12Privacy Choices and Requests

12.1 Account Information

Users may be able to access, update, or correct certain account information through the Services or by contacting us.

12.2 Communications Preferences

You may opt out of marketing emails by using the unsubscribe link in the email or by contacting us. We may still send non-marketing communications, such as account, billing, security, legal, support, and service-related messages.

12.3 Borrower or Loan File Data

If your information was submitted to the Services by one of our customers, including a lender, mortgage broker, mortgage company, loan officer, processor, underwriter, or other mortgage professional, please direct privacy requests to that customer.

We process Customer Data on behalf of our customers and may not be able to respond directly to requests involving Customer Data without instructions from the applicable customer. Where appropriate, we may assist our customers in responding to privacy, data, or AI-related requests involving use of the Services.

12.4 State Privacy Rights

Depending on where you live and your relationship with us, you may have rights under applicable privacy laws, such as rights to access, correct, delete, or obtain a copy of personal information, or to opt out of certain processing activities. These rights may be subject to limitations and exceptions under applicable law.

To submit a privacy request, contact us using the information in the “Contact Us” section below. We may need to verify your identity and authority before responding.

13Financial Privacy and Customer Data

The Services are used by mortgage professionals and may process nonpublic personal information and other financial information contained in mortgage loan files.

Our customers are responsible for providing any privacy notices required for their own borrowers, applicants, customers, and consumers.

When we process Customer Data on behalf of a customer, we use that Customer Data to provide, secure, support, maintain, and improve the Services as described in this Privacy Policy, the Subscription Terms, and any applicable agreement with the customer.

We process nonpublic personal information only as needed to provide, secure, support, maintain, and improve the Services, as directed by our customer, or as otherwise permitted by applicable law.

We do not determine whether a borrower is approved or denied for credit, and we do not use borrower loan file data to make credit decisions.

14Children’s Privacy

The Services are intended for business users and are not directed to children. We do not knowingly collect personal information directly from children through the Services.
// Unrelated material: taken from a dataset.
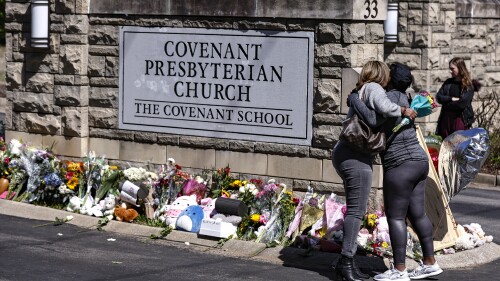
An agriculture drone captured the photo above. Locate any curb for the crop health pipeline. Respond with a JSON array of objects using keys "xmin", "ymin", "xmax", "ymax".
[{"xmin": 0, "ymin": 200, "xmax": 500, "ymax": 272}]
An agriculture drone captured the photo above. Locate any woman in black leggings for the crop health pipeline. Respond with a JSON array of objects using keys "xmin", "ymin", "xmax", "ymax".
[{"xmin": 349, "ymin": 63, "xmax": 443, "ymax": 281}]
15International Processing

We and our service providers may process information in the United States and other locations where we or our service providers operate. If information is transferred across borders, we will use transfer mechanisms or safeguards as required by applicable law.

16Third-Party Websites and Services

The Services may contain links to or integrations with third-party websites, platforms, applications, or services. We are not responsible for the privacy practices, security, content, or terms of third-party services. Your use of third-party services is subject to their own privacy policies and terms.

17Changes to this Privacy Policy

We may update this Privacy Policy from time to time. When we update it, we will revise the effective date or version above. If changes are material, we may provide notice through the Services, by email, or by other appropriate means.

Continued use of the Services after an updated Privacy Policy becomes effective means that information will be handled as described in the updated Privacy Policy.

18Contact Us

If you have questions about this Privacy Policy or want to submit a privacy request, contact us at:

Automatic Lender, Inc.
1312 17th Street #1492
Denver, CO 80202
Email: nick@automaticlender.com

Please include enough information for us to understand and respond to your request. If your request relates to Customer Data submitted by one of our customers, we may direct you to contact that customer or may respond in coordination with that customer.